The input layer is of shape (130,) as there will be 130 words in each list. Each list denotes a sentence. second layer is an embedding layer which creates a embedding matrix of dimension 130 from the vocabulary. In this project we choose a unidirectional LSTM netowrk with dropout of 0.1 and recurrent dropouts of 0.1. It is just a primary initialization but the results seem decent. Output layer is a softmax layer. The metrics used are accuracy from keras and for f1 score I use Keras_metrics as F1 score,precision and recall are now taken off from Keras. We fit this model on the training set with the below parameters:- -batch_size=24 -epochs=3 The accuracy for the model in 3 epochs is 99.5%. But the accuracy is pretty much unusable due to the imbalanced data in the dataset. So, the F1 score is used which is a harmonic mean of Precision and recall. The F1 score with 3 epochs is 54.18%. Which should increase given additional epochs.

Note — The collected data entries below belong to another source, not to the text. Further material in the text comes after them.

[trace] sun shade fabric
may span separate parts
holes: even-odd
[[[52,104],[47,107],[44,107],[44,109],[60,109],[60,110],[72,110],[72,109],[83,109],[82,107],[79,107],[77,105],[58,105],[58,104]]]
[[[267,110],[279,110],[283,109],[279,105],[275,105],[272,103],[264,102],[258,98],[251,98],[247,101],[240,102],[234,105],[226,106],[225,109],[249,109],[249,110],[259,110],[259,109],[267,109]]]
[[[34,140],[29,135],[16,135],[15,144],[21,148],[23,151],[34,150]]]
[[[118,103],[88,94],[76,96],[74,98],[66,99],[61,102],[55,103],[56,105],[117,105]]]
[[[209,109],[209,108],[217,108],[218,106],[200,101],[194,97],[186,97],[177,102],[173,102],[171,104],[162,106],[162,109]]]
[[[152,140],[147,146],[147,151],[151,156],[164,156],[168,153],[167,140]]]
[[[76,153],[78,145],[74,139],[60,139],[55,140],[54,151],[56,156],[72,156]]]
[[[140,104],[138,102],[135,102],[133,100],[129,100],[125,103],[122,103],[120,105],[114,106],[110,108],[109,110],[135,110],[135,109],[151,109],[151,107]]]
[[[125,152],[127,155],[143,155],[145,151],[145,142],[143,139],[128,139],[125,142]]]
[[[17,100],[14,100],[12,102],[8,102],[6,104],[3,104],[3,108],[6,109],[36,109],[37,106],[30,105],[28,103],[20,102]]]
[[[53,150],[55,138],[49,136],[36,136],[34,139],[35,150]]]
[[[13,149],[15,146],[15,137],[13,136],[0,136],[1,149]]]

#Observations:- Changing the batch size from 24 to 32 did not make any significant changes as such. Increasing it to much higher values would slow down the trainiing process. Also decreasing it to really low values might make the gradient descent stop at some local minima. The dropout chosen is low as it should be started from a low value. With the low value combined with only 3 epochs we get an F1 of 54.18%. The imbalance has a big role to play in the dataset. The "O" tag is has huge number of records compared to any other tag. I tried providing a class weight to each but didn't succeed while using them in Keras. Oversampling and bootstrapped approaches might not work here as this is a sentence level model and adding words with other tags to a sentence might change the structure of it therefore rendering the LSTM useless. The class weight seems to be the best way to fix this. Given an option BI-LSTM with CRFs will be a really good approach to solve preoblems like these. While the Bi-LSTM learns the long term relationships from both the sides of the sentence CRFs will be helpful in deciphering the features like Dates,Numbers etc. BI-LSTM with CNN will also be a good approach for the same. Specifically for the ConLL2003, the pare suggests a maximum entropy markovian model has been the most succesful.